Let’s travel together.

Dzieci, które nigdy nie wróciły do domu, część 11 – Justin, Christina, Amy

0

W sieci znajdziemy wiele spraw dotyczących osób zaginionych, które nie zyskały wielkiego rozgłosu. W serii „Dzieci, które nigdy nie wróciły do domu”, skupiamy się na takich przypadkach, ponieważ każde z tych dzieci zasługuje na pamięć. Dziś przedstawiamy historię Justina, który w tajemniczy sposób zaginął podczas spotkania z przyjaciółmi; Christiny, która najpewniej padła ofiarą morderstwa z rąk ciotki i Amy, która zniknęła z samochodu ojca.

Justin Richardson

29 czerwca 2001 r. 13- letni Justin z Arizony udał się wraz z trzema kolegami od 18 do 21 lat, do lasu państwowego położonego dwie mile od jego domu. Według późniejszych ustaleń policji, grupa wybrała się na ten teren aby spożywać alkohol i metamfetaminę. Sam Justin był już dobrze znany z  eksperymentów z używkami. W pewnym momencie chłopcy się rozdzielili, a dwójka z nich zniknęła. Justin z kolegą wrócili więc do miasteczka Tusayn i poprosili innego przyjaciela o pomoc w zlokalizowaniu brakującej pary, po czym cała trójka wróciła do lasu.

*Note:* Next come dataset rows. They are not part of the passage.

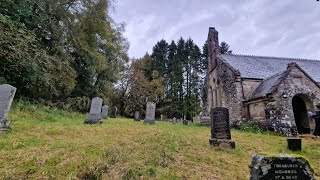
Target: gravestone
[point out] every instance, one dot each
(205, 120)
(94, 115)
(281, 167)
(137, 116)
(185, 122)
(294, 144)
(174, 120)
(104, 112)
(114, 112)
(220, 128)
(150, 113)
(7, 93)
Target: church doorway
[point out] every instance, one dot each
(301, 105)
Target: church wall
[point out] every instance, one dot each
(294, 84)
(249, 85)
(229, 85)
(257, 111)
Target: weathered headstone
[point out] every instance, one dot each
(294, 144)
(104, 112)
(174, 120)
(205, 120)
(7, 93)
(282, 167)
(185, 122)
(150, 113)
(137, 116)
(220, 128)
(114, 112)
(94, 115)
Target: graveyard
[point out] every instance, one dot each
(47, 143)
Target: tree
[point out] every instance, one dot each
(59, 50)
(139, 88)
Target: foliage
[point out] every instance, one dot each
(60, 50)
(140, 89)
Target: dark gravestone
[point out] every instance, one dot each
(220, 128)
(137, 116)
(150, 113)
(94, 115)
(282, 167)
(205, 120)
(7, 93)
(104, 112)
(114, 112)
(294, 144)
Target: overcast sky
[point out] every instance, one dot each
(285, 28)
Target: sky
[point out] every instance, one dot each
(281, 28)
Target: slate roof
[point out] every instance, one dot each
(260, 67)
(267, 86)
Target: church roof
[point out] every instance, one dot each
(267, 86)
(260, 67)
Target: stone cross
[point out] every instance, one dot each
(104, 112)
(94, 115)
(280, 167)
(220, 128)
(137, 116)
(150, 113)
(7, 93)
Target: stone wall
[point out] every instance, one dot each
(295, 83)
(249, 85)
(229, 91)
(257, 111)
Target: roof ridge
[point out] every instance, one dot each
(273, 57)
(277, 74)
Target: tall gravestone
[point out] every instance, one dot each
(220, 128)
(104, 112)
(137, 116)
(114, 112)
(281, 167)
(94, 115)
(7, 93)
(150, 113)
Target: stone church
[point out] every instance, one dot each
(270, 90)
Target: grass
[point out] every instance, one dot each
(53, 144)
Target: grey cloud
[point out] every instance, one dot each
(259, 27)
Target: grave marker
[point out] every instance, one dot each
(94, 115)
(220, 128)
(104, 112)
(150, 113)
(7, 93)
(282, 167)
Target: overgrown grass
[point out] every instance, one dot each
(53, 144)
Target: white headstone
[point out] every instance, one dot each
(150, 113)
(94, 116)
(104, 112)
(7, 93)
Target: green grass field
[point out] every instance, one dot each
(52, 144)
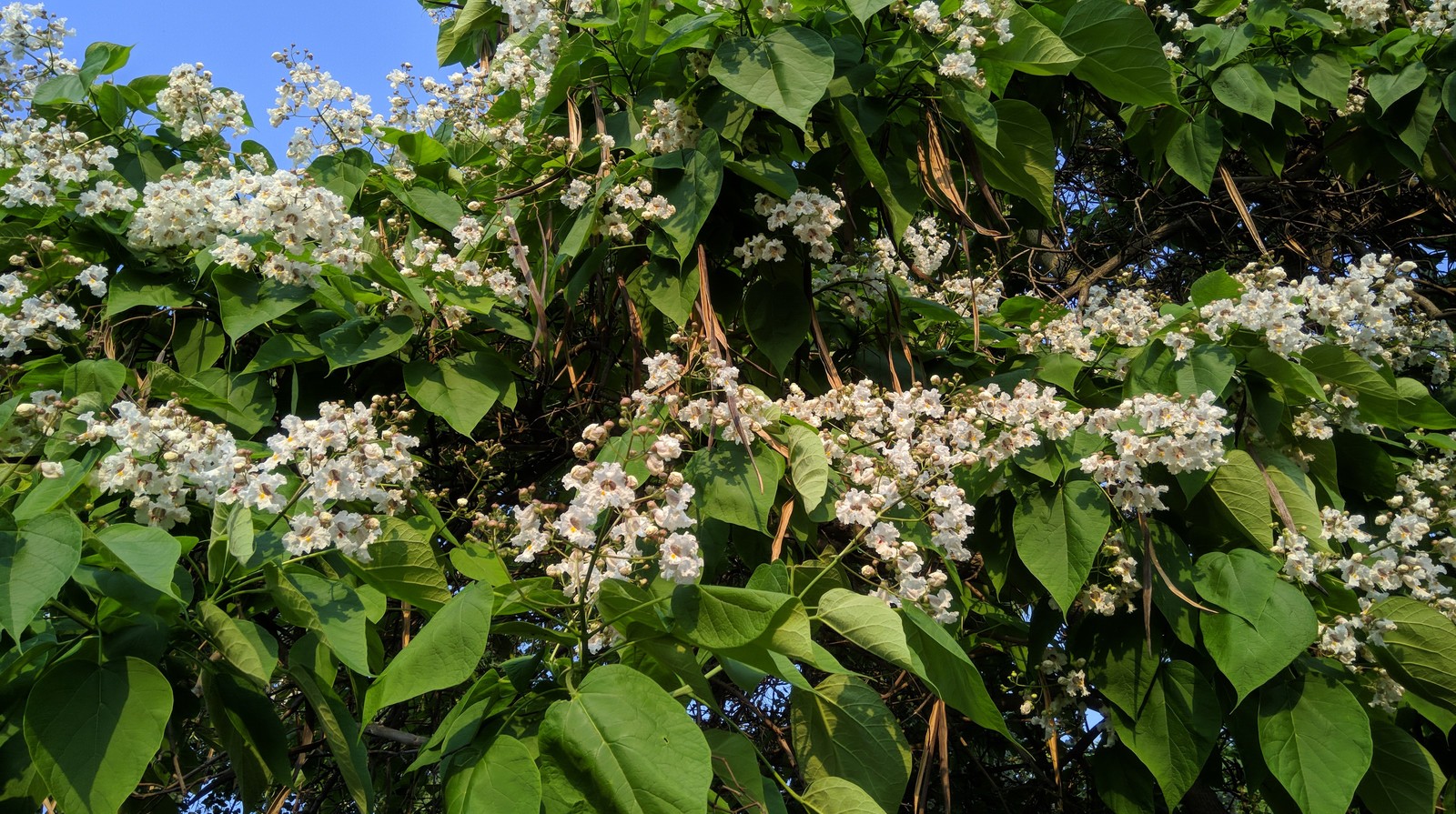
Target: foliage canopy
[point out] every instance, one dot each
(829, 407)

W momencie w którym Justin i jego 21- letni kompani przeczesywali las Kaibab, mający powierzchnię 650,000 hektarów, dwójka zagubionych chłopców została znaleziona przez leśniczych, ale Justin nie był tego świadomy, dlatego też szukali dalej. Z późniejszych ustaleń wynika, że dwójka mężczyzn zmęczonych wyprawą i alkoholem, postanowiła uciąć sobie drzemkę. Kiedy się obudzili Justin’a nigdzie nie było. Założyli, że wrócił do domu i nie zgłosili jego zaginięcia. Dopiero dwa dni później zrobił to ojciec z którym chłopiec mieszkał.

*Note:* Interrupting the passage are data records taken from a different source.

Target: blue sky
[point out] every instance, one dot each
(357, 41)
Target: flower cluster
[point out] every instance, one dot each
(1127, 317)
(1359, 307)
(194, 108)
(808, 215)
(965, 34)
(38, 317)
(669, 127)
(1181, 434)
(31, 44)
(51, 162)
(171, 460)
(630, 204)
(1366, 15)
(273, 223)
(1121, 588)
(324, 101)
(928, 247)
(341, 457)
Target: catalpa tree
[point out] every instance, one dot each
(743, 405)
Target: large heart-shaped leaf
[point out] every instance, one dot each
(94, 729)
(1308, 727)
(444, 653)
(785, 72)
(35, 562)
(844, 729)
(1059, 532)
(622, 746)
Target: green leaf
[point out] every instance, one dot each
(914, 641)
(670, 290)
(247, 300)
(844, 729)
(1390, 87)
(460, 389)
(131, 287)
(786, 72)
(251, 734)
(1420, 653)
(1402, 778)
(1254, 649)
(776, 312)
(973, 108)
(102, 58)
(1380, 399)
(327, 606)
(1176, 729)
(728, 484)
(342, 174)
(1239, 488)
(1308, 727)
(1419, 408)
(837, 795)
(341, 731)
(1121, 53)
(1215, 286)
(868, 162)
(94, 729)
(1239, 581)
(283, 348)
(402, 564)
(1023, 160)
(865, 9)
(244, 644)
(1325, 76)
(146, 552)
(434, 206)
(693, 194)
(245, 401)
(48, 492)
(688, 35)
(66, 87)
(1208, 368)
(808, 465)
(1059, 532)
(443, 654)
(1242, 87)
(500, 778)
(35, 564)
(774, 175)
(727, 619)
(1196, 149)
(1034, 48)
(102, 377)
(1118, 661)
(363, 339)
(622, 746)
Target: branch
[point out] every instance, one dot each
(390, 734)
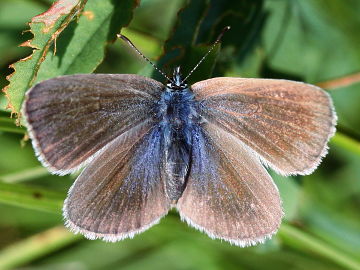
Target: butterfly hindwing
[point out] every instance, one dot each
(121, 192)
(70, 118)
(229, 195)
(286, 123)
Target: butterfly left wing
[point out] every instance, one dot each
(121, 192)
(71, 118)
(229, 195)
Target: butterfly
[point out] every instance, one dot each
(202, 149)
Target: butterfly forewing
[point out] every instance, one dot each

Z uwagi na fakt, że Justin miał już wcześniej historię ucieczek, policja założyła, że tak stało się i tym razem, dlatego poszukiwania rozpoczęto dopiero po upływie dwóch tygodni. Ostatecznie przeszukano 64 mile lasu pieszo, konno z udziałem psów i helikopterów. Niczego nie znaleziono. Kapitan Terry Lawson, który wówczas pracował nad sprawą, zauważył, że Justin’owi bardzo trudno byłoby się zagubić na tak długi czas, ponieważ bywał w okolicy wiele razy i bardzo dobrze znał teren, w tym wszystkie wyjścia z lasu. Gdyby uległ jakiemuś wypadkowi na pewno doprowadziłyby do niego psy tropiące.

Starsi koledzy zaginionego chłopca zostali wielokrotnie przesłuchiwani, ale nie zdołano udowodnić im żadnego związku ze sprawą. Mimo tego śledczy nadal się nimi interesują. Jeden z mężczyzn już nie żyje, ale ten incydent nie wydaje się mieć związku ze sprawą Justin’a.

Podczas wstępnego dochodzenia detektywi dowiedzieli się, że Justin był towarzyski, popularny i miał bardzo wielu przyjaciół. Według nich poznał dziewczynę, która mieszkała w Chicago i planował ją odwiedzić. Nigdy nie udało się ustalić w jaki sposób ją poznał i kim była ta osoba, ale podejrzewano, że być może chłopak chciał podróżować autostopem do Chicago. Minęło już 19 lat. Jeśli Justin żyje ma dziś 32 lata.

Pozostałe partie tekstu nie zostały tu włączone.